Thus begins my first communique involving beef (just as a friendly warning to those who might not be so keen on the idea)...
Beef is a pretty sticky situation in this day and age: Overcrowding, injections of antibiotics and other mystery drugs, fecal run-off, deforestation, e. coli - and on and on. Why would I even suggest eating such nasty stuff, you ask? Well, in my case, my propensity to be iron deficient - and my doctor's admonitions - require that I do so. But the stuff's not all bad, as long as you know what to look out for. Here are a few helpful guidelines:
GRASS FED: Cattle that are pasture-raised naturally subsist on a diet of grass, rather than industrial feed. Mass produced beef tends to be fattened up with soy and corn by-products and kept in tiny pens indoors, away from the sun, with no room to even turn around (thus the need for such excessive amounts of antibiotics). What is wrong with this? Well, for one, it's cruel. Furthermore, Americans eat far too many refined corn and soy products to begin with (high fructose corn syrup, chemically altered soy derivatives, cornstarch, etc. etc.) which is partly responsible for our current obesity dilemma. And what the cow eats, you eat. Thirdly, pasture-raised cows, if they truly are that, are more environmentally sustainable, because you can't keep thousands of grazing cows on one farm, however huge, meaning there is less fecal matter that runs off into our water systems. (However, the "grass-fed" label can lie: it might mean that the cows are left to graze for only the first few months of their lives, and are henceforth confined to cattle pens - so better yet, look for "grass-finished"). As an added perk, if the farmer adheres to a crop-rotation system, once the cattle have completely trampled and eaten up all the grass, the manure they leave behind can be used as natural fertilizer to grow crops in the very same swath of land, which makes use of the important carbon-nitrogen cycles that for centuries have supported the sustainable use of limited tracts of farmland.

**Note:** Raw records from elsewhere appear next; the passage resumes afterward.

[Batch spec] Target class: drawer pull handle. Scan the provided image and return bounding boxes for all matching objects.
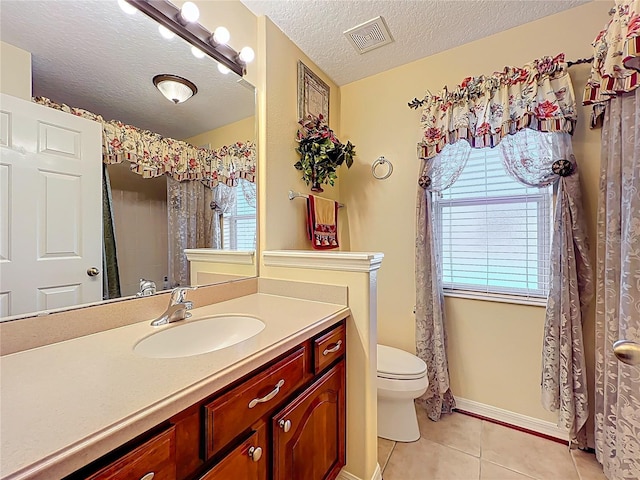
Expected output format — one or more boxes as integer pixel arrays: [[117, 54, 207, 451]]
[[249, 380, 284, 408], [248, 447, 262, 462], [322, 340, 342, 357], [278, 420, 291, 433]]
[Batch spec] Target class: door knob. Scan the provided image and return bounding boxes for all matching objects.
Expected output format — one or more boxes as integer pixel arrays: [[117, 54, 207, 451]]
[[87, 267, 100, 277], [247, 447, 262, 462], [613, 340, 640, 365], [278, 420, 291, 433]]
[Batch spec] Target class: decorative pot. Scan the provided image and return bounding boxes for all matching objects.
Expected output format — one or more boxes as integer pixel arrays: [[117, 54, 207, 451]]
[[311, 168, 324, 192]]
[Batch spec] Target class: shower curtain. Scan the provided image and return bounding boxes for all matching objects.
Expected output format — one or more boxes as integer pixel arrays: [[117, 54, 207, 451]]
[[102, 163, 121, 300], [167, 176, 215, 288]]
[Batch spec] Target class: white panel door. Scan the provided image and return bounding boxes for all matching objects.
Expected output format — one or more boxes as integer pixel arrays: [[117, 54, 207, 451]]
[[0, 94, 102, 317]]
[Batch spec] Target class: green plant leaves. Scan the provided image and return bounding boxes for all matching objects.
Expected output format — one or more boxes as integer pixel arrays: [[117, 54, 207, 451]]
[[293, 115, 356, 186]]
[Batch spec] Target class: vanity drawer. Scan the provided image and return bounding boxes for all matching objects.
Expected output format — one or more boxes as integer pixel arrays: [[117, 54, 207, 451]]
[[87, 427, 176, 480], [205, 345, 308, 459], [313, 323, 347, 374]]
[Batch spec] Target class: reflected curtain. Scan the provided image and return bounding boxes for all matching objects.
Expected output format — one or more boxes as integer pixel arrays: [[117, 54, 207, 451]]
[[167, 177, 214, 288], [212, 183, 238, 249], [595, 89, 640, 480], [102, 163, 120, 300]]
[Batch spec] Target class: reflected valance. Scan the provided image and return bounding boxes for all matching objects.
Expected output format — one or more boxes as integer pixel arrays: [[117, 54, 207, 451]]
[[418, 54, 577, 159], [33, 97, 256, 187]]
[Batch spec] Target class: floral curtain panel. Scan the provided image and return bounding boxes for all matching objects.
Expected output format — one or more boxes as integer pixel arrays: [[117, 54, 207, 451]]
[[418, 54, 577, 159], [33, 97, 256, 187], [416, 54, 592, 438], [583, 0, 640, 125], [499, 130, 593, 447]]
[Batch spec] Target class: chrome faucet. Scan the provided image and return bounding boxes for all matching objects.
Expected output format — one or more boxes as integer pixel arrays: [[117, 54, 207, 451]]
[[151, 287, 198, 327]]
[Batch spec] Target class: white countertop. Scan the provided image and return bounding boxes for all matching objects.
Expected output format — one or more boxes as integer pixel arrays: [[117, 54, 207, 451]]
[[0, 294, 349, 480]]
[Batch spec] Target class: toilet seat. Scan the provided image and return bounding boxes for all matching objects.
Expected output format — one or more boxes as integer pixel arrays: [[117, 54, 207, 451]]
[[378, 345, 427, 380]]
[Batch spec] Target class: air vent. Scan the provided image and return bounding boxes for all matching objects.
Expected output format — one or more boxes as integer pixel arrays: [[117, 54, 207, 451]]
[[344, 17, 393, 53]]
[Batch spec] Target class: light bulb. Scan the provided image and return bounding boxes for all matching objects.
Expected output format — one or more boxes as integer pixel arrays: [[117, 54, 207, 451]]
[[191, 47, 204, 58], [180, 2, 200, 22], [158, 25, 176, 40], [213, 27, 231, 45], [238, 47, 256, 63], [118, 0, 138, 15]]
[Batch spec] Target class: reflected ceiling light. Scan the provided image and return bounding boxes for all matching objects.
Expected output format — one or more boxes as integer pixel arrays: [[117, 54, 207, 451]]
[[153, 73, 198, 104], [130, 0, 248, 77], [211, 27, 231, 45], [191, 47, 204, 58], [180, 2, 200, 23], [118, 0, 138, 15], [238, 47, 256, 63], [158, 25, 176, 40]]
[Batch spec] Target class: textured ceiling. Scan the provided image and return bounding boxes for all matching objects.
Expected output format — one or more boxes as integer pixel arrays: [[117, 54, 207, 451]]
[[242, 0, 589, 85], [0, 0, 255, 140]]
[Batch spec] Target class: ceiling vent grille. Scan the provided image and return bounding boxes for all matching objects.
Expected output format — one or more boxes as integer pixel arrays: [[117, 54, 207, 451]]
[[344, 17, 393, 54]]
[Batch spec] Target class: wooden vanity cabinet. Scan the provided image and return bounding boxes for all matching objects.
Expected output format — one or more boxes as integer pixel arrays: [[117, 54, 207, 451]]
[[200, 422, 269, 480], [272, 362, 345, 480], [70, 320, 346, 480]]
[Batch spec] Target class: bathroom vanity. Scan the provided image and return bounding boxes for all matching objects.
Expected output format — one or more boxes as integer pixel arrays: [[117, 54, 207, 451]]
[[2, 294, 349, 480]]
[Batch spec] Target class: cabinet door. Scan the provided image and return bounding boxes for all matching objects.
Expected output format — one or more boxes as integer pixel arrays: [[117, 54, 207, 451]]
[[272, 362, 345, 480], [200, 422, 268, 480]]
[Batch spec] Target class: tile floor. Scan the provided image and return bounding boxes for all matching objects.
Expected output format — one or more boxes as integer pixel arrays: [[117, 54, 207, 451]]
[[378, 409, 606, 480]]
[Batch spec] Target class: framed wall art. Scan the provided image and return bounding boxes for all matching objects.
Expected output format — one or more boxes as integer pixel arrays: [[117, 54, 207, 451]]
[[298, 61, 329, 123]]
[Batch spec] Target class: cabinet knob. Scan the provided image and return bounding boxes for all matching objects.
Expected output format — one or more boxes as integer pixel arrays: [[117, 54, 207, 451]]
[[322, 340, 342, 357], [248, 447, 262, 462], [278, 420, 291, 433]]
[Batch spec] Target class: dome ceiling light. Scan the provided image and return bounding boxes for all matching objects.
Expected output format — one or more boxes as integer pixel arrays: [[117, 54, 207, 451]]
[[120, 0, 255, 77], [153, 73, 198, 105]]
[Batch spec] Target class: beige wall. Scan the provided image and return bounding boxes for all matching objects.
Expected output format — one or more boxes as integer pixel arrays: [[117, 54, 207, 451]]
[[108, 162, 169, 297], [340, 2, 613, 428], [0, 42, 31, 100], [257, 17, 348, 255], [184, 117, 257, 150]]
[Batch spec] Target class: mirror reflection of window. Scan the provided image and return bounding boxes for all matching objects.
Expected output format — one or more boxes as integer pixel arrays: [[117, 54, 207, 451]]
[[219, 179, 256, 250]]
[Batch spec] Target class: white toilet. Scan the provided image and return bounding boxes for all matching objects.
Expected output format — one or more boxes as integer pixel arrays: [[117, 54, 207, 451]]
[[378, 345, 429, 442]]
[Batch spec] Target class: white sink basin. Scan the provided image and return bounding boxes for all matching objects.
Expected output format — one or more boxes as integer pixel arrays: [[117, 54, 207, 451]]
[[133, 315, 265, 358]]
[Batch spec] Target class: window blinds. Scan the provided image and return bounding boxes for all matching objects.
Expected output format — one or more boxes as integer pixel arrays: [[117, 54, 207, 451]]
[[434, 148, 553, 297]]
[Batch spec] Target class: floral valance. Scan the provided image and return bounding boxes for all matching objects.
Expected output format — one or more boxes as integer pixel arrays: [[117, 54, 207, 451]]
[[33, 97, 256, 187], [583, 0, 640, 121], [418, 54, 577, 159]]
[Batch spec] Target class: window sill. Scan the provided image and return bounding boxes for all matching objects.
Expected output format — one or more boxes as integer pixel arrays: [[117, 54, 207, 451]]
[[444, 290, 547, 307]]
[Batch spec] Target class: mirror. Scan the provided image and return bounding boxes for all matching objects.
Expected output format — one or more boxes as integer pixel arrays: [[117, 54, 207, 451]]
[[0, 0, 257, 319]]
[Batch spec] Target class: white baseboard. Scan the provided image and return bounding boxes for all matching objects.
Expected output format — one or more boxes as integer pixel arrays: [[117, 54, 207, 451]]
[[336, 463, 382, 480], [456, 397, 569, 441]]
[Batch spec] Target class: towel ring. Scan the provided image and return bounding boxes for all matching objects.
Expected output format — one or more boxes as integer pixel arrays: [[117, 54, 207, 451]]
[[371, 156, 393, 180]]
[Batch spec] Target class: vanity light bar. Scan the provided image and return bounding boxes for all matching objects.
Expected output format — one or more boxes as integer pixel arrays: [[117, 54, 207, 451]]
[[126, 0, 246, 77]]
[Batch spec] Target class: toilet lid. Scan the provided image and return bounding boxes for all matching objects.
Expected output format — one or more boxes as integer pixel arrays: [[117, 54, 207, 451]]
[[378, 345, 427, 380]]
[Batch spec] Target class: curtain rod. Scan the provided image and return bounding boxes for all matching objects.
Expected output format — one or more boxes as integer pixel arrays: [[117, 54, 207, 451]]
[[407, 57, 593, 110]]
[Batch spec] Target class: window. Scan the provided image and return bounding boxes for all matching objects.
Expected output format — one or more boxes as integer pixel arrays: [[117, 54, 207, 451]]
[[434, 148, 553, 297], [222, 180, 256, 250]]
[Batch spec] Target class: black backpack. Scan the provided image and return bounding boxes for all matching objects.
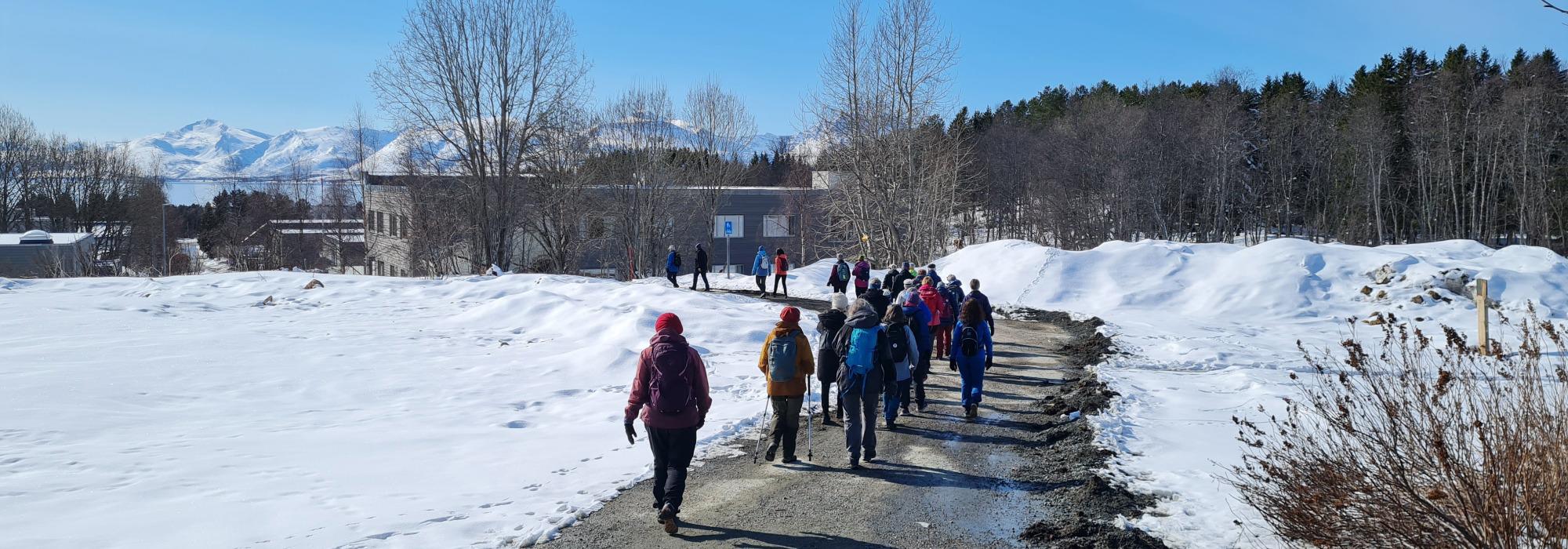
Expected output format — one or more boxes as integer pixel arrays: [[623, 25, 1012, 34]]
[[887, 323, 909, 362], [958, 326, 980, 356]]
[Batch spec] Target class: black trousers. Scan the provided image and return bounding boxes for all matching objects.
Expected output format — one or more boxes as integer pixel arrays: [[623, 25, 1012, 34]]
[[768, 397, 806, 460], [648, 427, 696, 511]]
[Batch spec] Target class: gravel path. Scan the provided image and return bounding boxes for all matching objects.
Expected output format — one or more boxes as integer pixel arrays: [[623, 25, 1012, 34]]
[[546, 292, 1093, 549]]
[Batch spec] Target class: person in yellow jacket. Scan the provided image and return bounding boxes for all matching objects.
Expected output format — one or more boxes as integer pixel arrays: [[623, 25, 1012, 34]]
[[757, 307, 817, 463]]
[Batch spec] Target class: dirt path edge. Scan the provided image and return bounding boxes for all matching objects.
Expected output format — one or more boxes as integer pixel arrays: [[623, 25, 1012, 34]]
[[999, 307, 1165, 549]]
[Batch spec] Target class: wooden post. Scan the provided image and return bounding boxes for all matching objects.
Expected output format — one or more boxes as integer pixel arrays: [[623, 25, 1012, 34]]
[[1475, 278, 1490, 354]]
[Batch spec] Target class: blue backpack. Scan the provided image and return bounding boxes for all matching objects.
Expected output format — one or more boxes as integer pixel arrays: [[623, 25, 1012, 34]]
[[768, 331, 800, 383], [844, 325, 881, 375]]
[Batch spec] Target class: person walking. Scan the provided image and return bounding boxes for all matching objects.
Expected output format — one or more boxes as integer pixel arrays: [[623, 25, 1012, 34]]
[[773, 248, 789, 298], [947, 301, 993, 420], [757, 307, 815, 463], [665, 245, 681, 287], [883, 307, 920, 431], [828, 254, 850, 293], [851, 254, 872, 298], [936, 274, 964, 356], [919, 278, 952, 359], [817, 293, 850, 425], [861, 278, 889, 318], [751, 246, 771, 298], [900, 287, 933, 414], [624, 312, 713, 533], [964, 278, 996, 334], [887, 262, 914, 292], [691, 245, 713, 292], [883, 265, 903, 293], [833, 300, 892, 469]]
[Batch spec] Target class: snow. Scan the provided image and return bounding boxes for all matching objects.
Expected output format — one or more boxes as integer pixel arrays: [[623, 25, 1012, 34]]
[[116, 119, 397, 180], [0, 271, 815, 547], [936, 238, 1568, 547]]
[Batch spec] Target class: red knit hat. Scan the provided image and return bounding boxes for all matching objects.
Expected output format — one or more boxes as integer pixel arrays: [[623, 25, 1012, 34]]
[[654, 312, 685, 336]]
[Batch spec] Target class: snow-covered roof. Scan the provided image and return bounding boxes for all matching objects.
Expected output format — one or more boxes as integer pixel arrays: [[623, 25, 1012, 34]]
[[0, 231, 93, 246]]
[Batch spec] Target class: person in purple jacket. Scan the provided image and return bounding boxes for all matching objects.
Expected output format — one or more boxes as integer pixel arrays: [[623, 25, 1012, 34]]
[[626, 312, 713, 533]]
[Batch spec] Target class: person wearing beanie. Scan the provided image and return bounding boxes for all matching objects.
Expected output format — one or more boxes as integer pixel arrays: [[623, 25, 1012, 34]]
[[757, 307, 815, 463], [691, 245, 713, 292], [773, 248, 789, 298], [851, 254, 872, 298], [624, 312, 713, 533], [833, 300, 892, 469], [935, 274, 964, 358], [883, 307, 920, 430], [665, 245, 681, 287], [861, 278, 887, 318], [828, 254, 853, 293], [900, 287, 933, 414], [964, 278, 996, 334], [817, 293, 850, 425], [751, 246, 773, 298]]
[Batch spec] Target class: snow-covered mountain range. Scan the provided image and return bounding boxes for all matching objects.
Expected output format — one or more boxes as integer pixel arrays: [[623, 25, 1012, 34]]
[[114, 119, 800, 180]]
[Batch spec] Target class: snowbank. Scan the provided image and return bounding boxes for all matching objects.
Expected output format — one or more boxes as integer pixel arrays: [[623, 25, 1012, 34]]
[[0, 273, 815, 547], [936, 238, 1568, 547]]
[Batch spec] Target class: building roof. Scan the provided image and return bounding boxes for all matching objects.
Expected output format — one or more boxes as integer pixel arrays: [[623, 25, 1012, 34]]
[[0, 231, 93, 246]]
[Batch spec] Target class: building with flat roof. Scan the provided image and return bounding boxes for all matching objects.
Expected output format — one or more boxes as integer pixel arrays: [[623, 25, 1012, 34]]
[[365, 176, 826, 276], [0, 231, 94, 278]]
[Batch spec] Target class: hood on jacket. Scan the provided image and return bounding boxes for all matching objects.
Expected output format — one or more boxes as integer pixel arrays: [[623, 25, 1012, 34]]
[[844, 300, 881, 328]]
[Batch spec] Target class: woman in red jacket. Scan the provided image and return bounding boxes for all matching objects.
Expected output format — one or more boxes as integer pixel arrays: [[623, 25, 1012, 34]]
[[626, 312, 713, 533]]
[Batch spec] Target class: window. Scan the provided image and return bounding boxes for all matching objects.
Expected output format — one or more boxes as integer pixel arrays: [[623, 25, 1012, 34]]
[[713, 215, 746, 238], [762, 215, 795, 238]]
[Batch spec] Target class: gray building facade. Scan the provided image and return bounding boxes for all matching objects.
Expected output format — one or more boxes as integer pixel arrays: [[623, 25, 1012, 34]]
[[0, 231, 94, 278], [365, 176, 826, 278]]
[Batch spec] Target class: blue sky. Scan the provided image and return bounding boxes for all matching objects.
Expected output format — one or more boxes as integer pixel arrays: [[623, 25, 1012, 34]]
[[0, 0, 1568, 140]]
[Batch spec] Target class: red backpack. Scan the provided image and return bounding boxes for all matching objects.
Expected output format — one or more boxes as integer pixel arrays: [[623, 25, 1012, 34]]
[[648, 337, 696, 416]]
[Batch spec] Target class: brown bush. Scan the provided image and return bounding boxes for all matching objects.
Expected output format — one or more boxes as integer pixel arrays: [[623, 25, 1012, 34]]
[[1225, 311, 1568, 547]]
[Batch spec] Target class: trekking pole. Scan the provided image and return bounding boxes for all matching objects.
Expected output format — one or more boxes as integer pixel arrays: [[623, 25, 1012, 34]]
[[751, 397, 770, 464]]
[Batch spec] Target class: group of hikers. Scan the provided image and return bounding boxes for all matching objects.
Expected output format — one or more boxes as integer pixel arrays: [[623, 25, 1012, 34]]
[[624, 259, 996, 533]]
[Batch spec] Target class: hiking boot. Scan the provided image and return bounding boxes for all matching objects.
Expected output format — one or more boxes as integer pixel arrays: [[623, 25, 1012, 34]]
[[659, 504, 681, 535]]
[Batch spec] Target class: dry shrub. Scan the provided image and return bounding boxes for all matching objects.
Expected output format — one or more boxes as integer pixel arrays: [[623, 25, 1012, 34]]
[[1225, 309, 1568, 547]]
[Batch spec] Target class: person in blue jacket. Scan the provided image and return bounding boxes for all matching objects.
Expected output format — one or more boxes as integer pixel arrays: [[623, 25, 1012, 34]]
[[947, 300, 993, 419], [665, 245, 681, 287], [751, 246, 773, 298], [900, 282, 936, 414]]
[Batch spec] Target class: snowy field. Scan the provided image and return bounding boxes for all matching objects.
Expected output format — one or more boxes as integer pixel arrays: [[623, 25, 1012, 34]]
[[936, 238, 1568, 547], [0, 273, 815, 547]]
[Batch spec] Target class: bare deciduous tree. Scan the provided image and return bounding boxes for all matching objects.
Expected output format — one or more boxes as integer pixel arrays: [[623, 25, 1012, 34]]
[[370, 0, 586, 271]]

LOCAL: If you can't find grass fed stuff at the supermarket, go to your local farmers market and start poking around there! Since local probably means small (unless you live next door to a big cattle factory), any way you slice it, this beef will have had less of an impact on our planet than the supermarket options. Also, it's fun to get involved in the resurgence of local agriculture and support the fight that these folks have ahead of them against the big-name, US government-subsidized agri-evil-businesses.
ORGANIC: If all else fails, go for organic - an unfortunately increasingly meaningless label. What you'll be getting: beef from factory-raised cattle that never saw the light of day, were fed feed (albeit organic) rather than grass, and may or may not have been shot up with cocktails of drugs during their lifetime. Oh, you thought organic meant drug-free? No sir. Another battle won by the commercial cattle-farming industry and another blow to the USDA's waning integrity.
Okay, now that you're thoroughly disheartened, I'll show you the beef dish I made, which used a grass-fed (I couldn't find grass-finished) lean bottom round cut.
Deconstructed Beef Negimaki
A bottom round cut of beef holds up well in stir fries because it's extra-tough and marbles nicely. This recipe can be doubled, tripled, even quadrupled - just make sure you have a large enough wok or saute pan to pull it off without overcrowding the pan; doing so could leave you with a steamed mush of meat.
- 3/4 lb. piece of bottom-round grass-fed beef, cut into thick slices
- 6 scallions, white part minced and green part chopped (separated)
- 2 tablespoons shoyu (soy sauce)
- 2 tablespoons (brown) rice vinegar
- 2 teaspoons sesame oil
- pinch salt to taste
Start off by heating a large wok or high-sided pan over medium-high heat. When a drop of water will sizzle, lay the beef slices out in the pan. Do not try to move them until the juices have released a bit - otherwise they will stick and tear. (You can judge if they've released by lifting the corner of a piece slightly with a spatula) Flip and continue to cook a few minutes more.
Meanwhile, mix the white part of the scallions, shoyu, rice vinegar, and sesame oil in a bowl and add to the cooking beef. Move around with a spoon or spatula, lowering heat slightly if the scallion starts sticking to the pan or the sauce scalds . Keep moving around until the pieces are all well coated and the sauce thickens a bit, 3-5 more minutes.
Turn off the heat, move pan from the burner, and sprinkle with scallion greens. Serve immediately over brown rice or rice noodles.